Portuguese (Beginners): Sascha Stollhans

Sascha, from Germany, studied Beginners' Portuguese at the University Language Centre (ULC).

Why did you choose to study a language at The University of Manchester?

Sascha Stollhans

I'm a PhD student and Teaching Assistant in Linguistics, and I work on Germanic and Romance languages. Therefore, I've always had a natural passion for languages, and I've wanted to learn Portuguese for quite a while.

Studying Portuguese is helping me with my PhD project, and it's great to get to know a different culture. It's not only a fantastic hobby to have, but also a useful and invaluable skill to acquire.

Apart from class time, how much time did you spend a week on your studies?

It was a demanding course, and I definitely had to put work in. However, my tutor always made sure that we could meet the demands of the course, and that we had enough time in class to revise and practise.

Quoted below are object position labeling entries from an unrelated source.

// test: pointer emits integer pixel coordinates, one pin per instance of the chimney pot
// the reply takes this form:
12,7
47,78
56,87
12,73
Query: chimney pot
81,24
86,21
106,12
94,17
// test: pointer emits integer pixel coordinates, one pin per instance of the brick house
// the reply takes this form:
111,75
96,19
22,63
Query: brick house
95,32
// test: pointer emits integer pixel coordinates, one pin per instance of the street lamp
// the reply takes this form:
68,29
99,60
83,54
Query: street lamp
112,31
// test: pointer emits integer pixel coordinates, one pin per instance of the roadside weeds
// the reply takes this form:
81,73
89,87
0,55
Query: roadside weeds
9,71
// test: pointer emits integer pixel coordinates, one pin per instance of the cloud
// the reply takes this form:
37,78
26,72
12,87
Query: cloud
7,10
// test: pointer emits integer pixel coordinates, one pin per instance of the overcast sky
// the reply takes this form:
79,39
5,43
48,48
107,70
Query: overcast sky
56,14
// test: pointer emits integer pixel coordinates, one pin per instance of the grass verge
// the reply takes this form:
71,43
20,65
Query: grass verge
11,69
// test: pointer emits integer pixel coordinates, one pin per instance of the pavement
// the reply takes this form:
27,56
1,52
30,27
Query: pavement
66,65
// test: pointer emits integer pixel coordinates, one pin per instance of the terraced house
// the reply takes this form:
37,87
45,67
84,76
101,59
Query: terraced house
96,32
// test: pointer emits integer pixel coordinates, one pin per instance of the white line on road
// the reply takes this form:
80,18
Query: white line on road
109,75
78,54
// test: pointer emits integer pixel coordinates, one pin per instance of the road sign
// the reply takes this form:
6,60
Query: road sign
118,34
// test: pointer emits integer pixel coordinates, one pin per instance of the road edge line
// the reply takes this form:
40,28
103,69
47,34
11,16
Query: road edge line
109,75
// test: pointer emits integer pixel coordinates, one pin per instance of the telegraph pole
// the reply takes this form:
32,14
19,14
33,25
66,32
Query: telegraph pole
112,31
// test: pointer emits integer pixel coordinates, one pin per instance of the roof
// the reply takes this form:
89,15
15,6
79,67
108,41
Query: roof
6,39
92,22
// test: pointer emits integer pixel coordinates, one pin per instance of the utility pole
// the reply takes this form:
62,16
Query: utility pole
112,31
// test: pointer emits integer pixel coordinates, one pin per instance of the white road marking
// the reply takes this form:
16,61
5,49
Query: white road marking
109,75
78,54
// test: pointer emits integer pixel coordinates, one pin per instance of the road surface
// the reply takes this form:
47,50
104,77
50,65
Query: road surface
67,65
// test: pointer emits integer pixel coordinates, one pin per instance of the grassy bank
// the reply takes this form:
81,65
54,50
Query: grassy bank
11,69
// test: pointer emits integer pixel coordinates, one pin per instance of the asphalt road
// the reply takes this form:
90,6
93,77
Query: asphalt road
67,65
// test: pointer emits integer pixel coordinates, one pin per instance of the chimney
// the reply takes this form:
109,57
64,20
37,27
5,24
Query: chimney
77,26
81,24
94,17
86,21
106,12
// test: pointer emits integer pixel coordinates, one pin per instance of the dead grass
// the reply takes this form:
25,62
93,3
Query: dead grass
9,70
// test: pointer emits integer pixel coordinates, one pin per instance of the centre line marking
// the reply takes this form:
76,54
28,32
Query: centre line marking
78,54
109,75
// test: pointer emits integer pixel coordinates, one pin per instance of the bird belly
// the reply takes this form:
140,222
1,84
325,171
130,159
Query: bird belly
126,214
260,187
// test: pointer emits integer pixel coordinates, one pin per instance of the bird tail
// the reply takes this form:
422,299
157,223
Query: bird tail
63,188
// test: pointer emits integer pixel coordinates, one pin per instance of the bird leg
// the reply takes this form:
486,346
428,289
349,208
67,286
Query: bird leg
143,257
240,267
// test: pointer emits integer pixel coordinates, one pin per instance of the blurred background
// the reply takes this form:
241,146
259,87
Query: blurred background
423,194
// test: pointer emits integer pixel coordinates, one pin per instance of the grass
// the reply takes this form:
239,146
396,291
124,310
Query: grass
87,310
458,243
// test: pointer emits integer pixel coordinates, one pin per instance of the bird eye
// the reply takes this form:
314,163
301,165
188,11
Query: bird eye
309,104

On average, I probably spent about two to three hours a week on my studies outside of class time.

How did you find your course in terms of level?

It was a beginners' course with a great level of progression - we made good progress every week, while not being stretched too thinly.

What did you most enjoy about your course?

I enjoyed meeting lots of people from different backgrounds who all had an interest in studying Portuguese. The atmosphere in class was fantastic - it was good fun, and it was great to see how much progress we were making.

Being a language teacher myself, I must admit that I tend to be rather critical of other language teachers - our tutor was outstanding though. He used a variety of interactive teaching methods and always made sure everyone felt at ease, while being challenged at the same time.

Have you been able to put your newly acquired language skills to use outside the classroom?

Yes, our tutor was always happy to recommend Brazilian and Portuguese music, and we even read a short novel in Portuguese.

What advice would you give to someone intending to study a language at the University Language Centre?

Just do it.

The Language Centre offers a great range of European and non-European languages. The classes are taught by expert teachers who are passionate about their subjects, and it's amazing to see how much you can learn within a short period of time.

Try to immerse yourself in the language as much as possible, by listening to music or reading books in the language you're studying. It doesn't matter if your goal is to become fluent, to learn something about a different culture, to meet new people, or to improve your understanding of language in general - learning a new language is always going to be worth it. It's a great skill to have and it will look good on your CV as well.